Chaerra merutuk, mengumpat pada dirinya sembari berpura-pura merunduk memainkan ponsel. Niat awal gadis itu menghindari sumber emosinya justru berakhir dengan suasana kaku dan canggung di dalam kelas yang hanya diisi oleh keduanya. Boro-boro melempar sepatu, Chaerra bahkan tak berani menoleh atau sekedar melirik.
Pintu kelas kembali terbuka, menunjukkan dua orang yang baru datang dengan senyum merekah dan wajah riang.
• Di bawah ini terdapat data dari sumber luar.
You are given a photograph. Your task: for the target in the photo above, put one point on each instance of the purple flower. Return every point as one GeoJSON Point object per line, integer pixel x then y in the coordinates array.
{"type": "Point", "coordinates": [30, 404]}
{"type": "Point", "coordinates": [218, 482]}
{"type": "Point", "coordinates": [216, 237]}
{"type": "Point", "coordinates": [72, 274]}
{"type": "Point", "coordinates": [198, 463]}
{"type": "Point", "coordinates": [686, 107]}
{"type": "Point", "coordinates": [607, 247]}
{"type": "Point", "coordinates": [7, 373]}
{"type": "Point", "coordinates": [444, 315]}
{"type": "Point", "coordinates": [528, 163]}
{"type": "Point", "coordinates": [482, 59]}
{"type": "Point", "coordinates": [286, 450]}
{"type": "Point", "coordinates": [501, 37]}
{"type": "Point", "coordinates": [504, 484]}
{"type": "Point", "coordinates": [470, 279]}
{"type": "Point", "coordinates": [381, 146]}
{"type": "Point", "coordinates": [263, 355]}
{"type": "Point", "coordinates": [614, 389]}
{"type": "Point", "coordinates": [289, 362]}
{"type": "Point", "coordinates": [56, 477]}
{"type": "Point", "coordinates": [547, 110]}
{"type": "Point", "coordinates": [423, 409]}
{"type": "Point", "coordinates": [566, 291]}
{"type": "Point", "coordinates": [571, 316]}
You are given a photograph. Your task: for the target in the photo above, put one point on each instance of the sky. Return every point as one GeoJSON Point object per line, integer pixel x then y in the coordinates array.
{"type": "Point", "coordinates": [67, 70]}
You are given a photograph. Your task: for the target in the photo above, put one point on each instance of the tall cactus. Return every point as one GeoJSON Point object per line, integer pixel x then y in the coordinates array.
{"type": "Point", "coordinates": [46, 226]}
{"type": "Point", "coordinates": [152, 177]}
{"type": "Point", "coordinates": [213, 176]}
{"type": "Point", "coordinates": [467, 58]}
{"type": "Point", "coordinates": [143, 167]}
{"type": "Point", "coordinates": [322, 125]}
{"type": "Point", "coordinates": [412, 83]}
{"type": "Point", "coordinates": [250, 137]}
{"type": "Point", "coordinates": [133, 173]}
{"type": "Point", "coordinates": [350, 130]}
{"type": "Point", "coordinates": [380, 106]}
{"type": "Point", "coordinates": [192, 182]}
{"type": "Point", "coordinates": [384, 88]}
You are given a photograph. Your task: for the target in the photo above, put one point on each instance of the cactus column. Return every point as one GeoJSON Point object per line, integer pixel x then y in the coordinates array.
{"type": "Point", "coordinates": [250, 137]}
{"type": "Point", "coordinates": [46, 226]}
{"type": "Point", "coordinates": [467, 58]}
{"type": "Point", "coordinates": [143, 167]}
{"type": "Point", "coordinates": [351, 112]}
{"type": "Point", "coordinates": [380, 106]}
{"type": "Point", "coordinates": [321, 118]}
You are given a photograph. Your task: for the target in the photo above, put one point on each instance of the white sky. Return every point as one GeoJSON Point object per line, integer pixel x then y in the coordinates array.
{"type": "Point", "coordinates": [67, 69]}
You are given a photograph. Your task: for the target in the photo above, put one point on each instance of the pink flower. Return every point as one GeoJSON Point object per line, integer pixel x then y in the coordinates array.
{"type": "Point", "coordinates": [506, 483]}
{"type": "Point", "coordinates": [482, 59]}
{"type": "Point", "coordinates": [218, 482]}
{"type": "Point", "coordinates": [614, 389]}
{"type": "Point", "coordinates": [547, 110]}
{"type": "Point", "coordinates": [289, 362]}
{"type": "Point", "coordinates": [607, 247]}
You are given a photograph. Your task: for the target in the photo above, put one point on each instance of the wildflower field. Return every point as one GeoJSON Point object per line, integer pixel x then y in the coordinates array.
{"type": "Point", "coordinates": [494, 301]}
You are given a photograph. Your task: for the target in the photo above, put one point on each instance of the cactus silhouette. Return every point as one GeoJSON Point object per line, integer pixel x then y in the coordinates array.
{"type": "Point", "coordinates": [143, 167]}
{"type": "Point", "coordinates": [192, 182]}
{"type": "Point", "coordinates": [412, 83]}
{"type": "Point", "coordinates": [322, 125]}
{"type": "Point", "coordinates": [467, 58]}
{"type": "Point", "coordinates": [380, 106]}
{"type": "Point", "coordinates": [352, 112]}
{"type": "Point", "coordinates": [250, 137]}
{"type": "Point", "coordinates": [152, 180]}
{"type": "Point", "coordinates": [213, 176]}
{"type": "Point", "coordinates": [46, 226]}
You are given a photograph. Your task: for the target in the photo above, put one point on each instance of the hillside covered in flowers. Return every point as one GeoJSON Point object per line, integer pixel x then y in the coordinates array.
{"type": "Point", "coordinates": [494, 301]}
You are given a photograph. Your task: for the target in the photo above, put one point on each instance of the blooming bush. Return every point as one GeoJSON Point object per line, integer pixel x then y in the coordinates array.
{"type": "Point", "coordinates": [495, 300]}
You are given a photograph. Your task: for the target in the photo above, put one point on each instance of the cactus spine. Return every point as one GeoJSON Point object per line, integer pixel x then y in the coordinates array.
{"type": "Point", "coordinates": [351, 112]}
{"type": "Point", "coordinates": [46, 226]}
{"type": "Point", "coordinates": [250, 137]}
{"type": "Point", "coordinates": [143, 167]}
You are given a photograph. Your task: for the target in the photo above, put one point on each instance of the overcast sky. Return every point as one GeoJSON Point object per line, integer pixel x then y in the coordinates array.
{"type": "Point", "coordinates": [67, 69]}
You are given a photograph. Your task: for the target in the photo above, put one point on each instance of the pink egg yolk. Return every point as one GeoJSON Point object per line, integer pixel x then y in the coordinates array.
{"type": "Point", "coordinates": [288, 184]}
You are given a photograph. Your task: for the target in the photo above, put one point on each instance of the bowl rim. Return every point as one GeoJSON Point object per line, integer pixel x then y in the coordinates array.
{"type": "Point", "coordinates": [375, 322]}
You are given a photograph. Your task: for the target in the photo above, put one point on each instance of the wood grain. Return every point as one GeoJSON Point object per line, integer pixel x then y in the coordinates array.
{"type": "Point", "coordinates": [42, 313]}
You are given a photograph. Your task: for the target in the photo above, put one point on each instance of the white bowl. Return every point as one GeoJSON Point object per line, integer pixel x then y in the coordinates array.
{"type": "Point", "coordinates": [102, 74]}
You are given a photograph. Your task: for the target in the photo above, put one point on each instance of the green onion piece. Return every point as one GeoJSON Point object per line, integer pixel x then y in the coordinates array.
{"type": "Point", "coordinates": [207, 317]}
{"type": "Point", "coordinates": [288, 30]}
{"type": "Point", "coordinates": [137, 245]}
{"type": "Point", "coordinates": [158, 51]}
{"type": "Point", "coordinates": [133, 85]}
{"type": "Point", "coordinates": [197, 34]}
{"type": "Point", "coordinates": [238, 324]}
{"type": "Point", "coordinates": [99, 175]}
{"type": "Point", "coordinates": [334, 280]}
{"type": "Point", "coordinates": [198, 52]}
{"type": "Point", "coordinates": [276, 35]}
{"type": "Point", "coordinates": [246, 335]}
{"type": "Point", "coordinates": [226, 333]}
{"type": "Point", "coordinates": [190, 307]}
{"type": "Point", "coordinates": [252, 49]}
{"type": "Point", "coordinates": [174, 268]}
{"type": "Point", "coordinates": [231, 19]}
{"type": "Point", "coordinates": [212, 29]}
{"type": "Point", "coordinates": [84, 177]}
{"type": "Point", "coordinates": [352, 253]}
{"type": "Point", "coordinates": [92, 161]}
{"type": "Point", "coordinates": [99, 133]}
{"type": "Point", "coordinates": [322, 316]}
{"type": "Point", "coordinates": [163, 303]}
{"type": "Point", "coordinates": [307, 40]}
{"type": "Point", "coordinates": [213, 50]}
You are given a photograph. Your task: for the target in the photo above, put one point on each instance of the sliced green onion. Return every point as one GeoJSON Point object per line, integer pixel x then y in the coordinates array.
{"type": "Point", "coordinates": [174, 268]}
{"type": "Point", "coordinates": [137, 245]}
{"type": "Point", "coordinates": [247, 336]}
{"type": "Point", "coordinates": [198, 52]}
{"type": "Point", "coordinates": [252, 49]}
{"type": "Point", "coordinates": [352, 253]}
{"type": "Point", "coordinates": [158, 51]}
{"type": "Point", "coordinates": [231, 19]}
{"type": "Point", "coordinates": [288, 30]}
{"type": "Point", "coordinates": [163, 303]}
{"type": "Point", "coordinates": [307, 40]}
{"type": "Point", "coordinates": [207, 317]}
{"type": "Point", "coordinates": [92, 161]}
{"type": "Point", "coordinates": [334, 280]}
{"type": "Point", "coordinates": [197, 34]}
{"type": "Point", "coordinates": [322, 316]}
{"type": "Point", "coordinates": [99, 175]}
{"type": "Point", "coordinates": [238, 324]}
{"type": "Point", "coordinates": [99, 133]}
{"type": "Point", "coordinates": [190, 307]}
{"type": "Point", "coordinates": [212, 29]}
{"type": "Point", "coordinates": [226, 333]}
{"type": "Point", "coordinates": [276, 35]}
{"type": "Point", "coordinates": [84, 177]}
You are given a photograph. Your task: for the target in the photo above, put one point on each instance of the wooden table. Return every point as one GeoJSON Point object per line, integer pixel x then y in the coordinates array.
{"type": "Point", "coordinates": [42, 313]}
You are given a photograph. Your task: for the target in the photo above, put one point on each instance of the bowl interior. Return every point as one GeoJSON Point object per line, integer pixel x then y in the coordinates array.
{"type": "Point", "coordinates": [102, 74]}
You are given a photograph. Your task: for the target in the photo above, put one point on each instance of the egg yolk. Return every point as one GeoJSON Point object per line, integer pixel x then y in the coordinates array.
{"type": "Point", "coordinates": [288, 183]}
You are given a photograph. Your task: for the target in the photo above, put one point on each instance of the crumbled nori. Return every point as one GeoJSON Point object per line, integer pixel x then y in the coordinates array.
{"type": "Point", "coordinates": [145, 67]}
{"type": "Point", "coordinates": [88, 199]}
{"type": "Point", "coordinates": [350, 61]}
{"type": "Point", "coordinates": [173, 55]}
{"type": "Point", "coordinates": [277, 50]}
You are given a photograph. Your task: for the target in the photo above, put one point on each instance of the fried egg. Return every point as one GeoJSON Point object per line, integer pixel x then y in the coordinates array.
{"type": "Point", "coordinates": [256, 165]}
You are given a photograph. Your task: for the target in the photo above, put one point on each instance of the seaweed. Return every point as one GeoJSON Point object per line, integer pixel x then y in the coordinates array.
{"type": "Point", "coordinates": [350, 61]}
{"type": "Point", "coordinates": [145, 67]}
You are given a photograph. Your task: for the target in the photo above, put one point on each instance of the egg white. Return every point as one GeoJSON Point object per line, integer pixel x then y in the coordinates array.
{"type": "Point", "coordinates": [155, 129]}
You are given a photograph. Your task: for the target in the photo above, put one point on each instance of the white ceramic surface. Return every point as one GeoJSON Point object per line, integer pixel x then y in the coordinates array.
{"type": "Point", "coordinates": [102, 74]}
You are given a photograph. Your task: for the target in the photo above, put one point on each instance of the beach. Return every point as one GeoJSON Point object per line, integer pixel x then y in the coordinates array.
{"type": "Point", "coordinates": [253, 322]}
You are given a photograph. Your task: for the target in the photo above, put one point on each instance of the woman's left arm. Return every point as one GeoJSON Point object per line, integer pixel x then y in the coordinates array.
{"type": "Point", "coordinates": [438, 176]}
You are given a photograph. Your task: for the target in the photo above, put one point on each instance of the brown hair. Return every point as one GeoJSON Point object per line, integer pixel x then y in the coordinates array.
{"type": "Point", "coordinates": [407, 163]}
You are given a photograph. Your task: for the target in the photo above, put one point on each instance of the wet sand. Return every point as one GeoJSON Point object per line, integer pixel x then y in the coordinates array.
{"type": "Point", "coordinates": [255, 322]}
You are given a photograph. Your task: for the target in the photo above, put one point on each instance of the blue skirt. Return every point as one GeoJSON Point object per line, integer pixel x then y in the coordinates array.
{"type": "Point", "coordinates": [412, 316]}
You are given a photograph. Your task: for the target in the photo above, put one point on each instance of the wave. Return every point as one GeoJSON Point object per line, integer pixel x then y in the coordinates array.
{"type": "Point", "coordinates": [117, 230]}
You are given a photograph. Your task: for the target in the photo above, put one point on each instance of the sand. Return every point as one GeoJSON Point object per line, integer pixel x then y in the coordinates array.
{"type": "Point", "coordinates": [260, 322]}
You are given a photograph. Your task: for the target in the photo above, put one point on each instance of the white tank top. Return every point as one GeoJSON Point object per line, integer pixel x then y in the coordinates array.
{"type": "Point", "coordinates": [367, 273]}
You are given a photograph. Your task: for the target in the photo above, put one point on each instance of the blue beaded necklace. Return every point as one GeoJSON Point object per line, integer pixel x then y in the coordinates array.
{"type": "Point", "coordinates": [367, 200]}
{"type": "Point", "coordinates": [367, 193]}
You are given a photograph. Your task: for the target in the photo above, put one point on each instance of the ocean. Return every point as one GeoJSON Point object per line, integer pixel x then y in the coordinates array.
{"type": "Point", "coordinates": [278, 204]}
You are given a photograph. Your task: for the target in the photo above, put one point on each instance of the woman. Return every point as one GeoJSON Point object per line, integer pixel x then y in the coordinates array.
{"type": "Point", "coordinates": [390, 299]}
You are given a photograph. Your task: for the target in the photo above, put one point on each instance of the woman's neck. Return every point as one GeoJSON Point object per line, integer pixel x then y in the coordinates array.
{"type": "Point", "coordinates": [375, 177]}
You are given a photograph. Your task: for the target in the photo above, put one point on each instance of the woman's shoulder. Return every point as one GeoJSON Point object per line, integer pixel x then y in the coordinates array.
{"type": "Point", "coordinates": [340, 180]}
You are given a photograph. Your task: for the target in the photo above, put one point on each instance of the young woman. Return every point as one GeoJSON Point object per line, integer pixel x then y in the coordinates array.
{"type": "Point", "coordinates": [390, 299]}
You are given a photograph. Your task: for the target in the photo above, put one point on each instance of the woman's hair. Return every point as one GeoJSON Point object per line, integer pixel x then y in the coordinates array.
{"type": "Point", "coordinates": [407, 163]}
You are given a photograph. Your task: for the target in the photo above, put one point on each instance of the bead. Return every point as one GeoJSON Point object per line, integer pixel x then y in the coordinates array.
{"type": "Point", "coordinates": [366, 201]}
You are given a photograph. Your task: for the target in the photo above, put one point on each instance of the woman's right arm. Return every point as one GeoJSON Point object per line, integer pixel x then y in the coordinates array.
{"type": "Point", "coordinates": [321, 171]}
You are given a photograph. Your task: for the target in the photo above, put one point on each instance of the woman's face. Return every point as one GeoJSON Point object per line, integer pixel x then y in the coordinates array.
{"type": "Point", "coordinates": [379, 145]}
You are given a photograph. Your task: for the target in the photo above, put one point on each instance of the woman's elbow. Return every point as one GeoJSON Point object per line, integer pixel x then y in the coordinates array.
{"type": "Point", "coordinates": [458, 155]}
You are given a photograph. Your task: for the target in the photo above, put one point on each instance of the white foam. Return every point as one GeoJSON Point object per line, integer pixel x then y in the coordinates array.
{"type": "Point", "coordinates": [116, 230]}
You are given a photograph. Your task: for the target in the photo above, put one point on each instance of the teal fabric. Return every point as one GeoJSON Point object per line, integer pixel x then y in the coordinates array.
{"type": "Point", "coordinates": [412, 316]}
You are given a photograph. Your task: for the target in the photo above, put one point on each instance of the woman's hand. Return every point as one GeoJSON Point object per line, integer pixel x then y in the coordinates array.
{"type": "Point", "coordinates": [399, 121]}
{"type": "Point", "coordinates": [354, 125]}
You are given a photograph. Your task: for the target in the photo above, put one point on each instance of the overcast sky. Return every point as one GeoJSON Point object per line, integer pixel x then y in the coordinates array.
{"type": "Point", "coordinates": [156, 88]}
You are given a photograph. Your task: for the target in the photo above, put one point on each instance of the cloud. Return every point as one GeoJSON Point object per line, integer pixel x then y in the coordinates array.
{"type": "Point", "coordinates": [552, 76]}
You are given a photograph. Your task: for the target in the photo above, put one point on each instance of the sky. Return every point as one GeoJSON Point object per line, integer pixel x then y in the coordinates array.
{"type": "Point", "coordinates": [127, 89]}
Arina bahkan meloncat dengan gerakan layaknya kelinci, masuk ke dalam kelas sembari berteriak bernyanyi-nyanyi.
”Weh, rajin banget Jei,“ kagum Chacha menoleh aneh, ”kesambet arwah Bapak Soekarno lo pagi-pagi dah semangat mau ketemu upacara.”
”Semangat mau ketemu lo,” balas Jeiden ringan yang langsung membuat umpatan Chacha terdengar disusul dengan tawa ringan pemuda itu. ”Makannya jangan kepo, gue diem masih aja lo ganggu.”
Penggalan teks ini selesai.